What inspired you to include a fictionalized Ho Chi Minh in the novel?
Actually, I think of the character in The Book of Salt as a
fictionalized Nguyen Ai Quoc as opposed to a fictionalized Ho Chi Minh. From
what I have read about him, his name changes often signaled or accompanied a
significant change in the man as well. When he was in Paris, he was literally
"a man on the bridge" between democracy and socialism. He eventually
felt rejected by both and turned towards communism to reach his goal of
independence and self-determination for Vietnam. By that time, he was well on
his way to becoming Ho Chi Minh. The man that interested me was Nguyen Ai Quoc,
the young man living in Paris who read Shakespeare and Dickens in the original
English, who wrote plays and newspaper articles, who earned money as a painter
of fake Chinese souvenirs, a photographer's assistant.

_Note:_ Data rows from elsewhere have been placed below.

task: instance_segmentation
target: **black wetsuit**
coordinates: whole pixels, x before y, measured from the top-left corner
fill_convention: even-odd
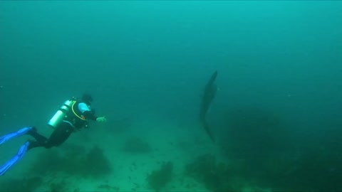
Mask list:
[[[79,102],[76,102],[75,105],[78,106],[79,103]],[[55,130],[48,138],[38,133],[36,129],[33,129],[27,134],[32,136],[36,141],[30,141],[28,149],[38,146],[43,146],[47,149],[51,148],[52,146],[58,146],[69,137],[71,133],[75,131],[75,129],[82,129],[88,120],[96,120],[97,117],[91,111],[85,111],[81,113],[78,107],[76,107],[74,110],[76,114],[83,115],[87,120],[81,120],[74,115],[70,115],[69,118],[67,117],[65,121],[61,122],[60,124],[55,128]]]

In the novel, "the man on the bridge" tells Bình that he
also worked as a cook. Is this based on fact?
Yes, I had done some research on Nguyen Ai Quoc because someone told me
that he had been a cook in France. It turned out that he was an assistant cook
at the pie bakery of the Carlton Hotel in London, whose kitchen at that time was
under the supervision of the legendary French chef Auguste Escoffier. As a young
man, he had left Vietnam by working as a "mess boy" on a French ocean
liner going from Saigon to Marseilles. I decided that my cook, Bình, would take
a similar route. Many of Bình's experiences on the fictional freighter Niobe
were based on or inspired by the more well-documented experiences of Ba, as he
called himself then, on the Latouche Treville. Nguyen Ai Quoc's travels out of
Vietnam began in 1911, and they took him to Dakar, Brooklyn, London, Paris and
many other port cities around the world. From 1917 to 1923 he lived in Paris.

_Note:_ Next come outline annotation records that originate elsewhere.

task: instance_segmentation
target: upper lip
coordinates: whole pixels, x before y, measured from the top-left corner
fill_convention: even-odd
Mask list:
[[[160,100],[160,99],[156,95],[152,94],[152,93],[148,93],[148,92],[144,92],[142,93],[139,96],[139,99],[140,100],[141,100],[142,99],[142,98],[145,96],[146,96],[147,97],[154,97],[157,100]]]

Some time in the summer of 1923, he left Paris for Moscow to begin his full-time
education and activity as a "revolutionary."
You were born in Vietnam and came to the United States in 1975 as a
refugee. Did that experience play a role in shaping this novel?
I was six years old when my mother and I left Vietnam in April of 1975. It
was suppose to be just a precautionary measure, a temporary solution to keep us
safe from the nightly bombings. My father, who was a high level executive for an
international oil company, stayed behind at their bequest. Later that month,
when Saigon fell to the communist forces my father left on a boat for the South
China Sea, the same sea that my mother and I were lucky enough to have flown
over in an airplane just weeks before. The departure, the loss of home, that act
of refuge seeking have everything to do with the themes playing themselves out
in The Book of Salt. There are no military conflicts in my novel, there are no
soldiers, there are no weapons. I suppose it is no coincidence that the first
long distance flight of my imagination as a writer would take me to a time in
history when Vietnam was more or less at peace. When you are a child of wartime,
peace is the all consuming fantasy. Also I think as a child of wartime, one of
the questions that stays with me and that I've tried to answer for myself by
writing this novel is what if there was not a war, what then would make a person
leave the land of their birth behind?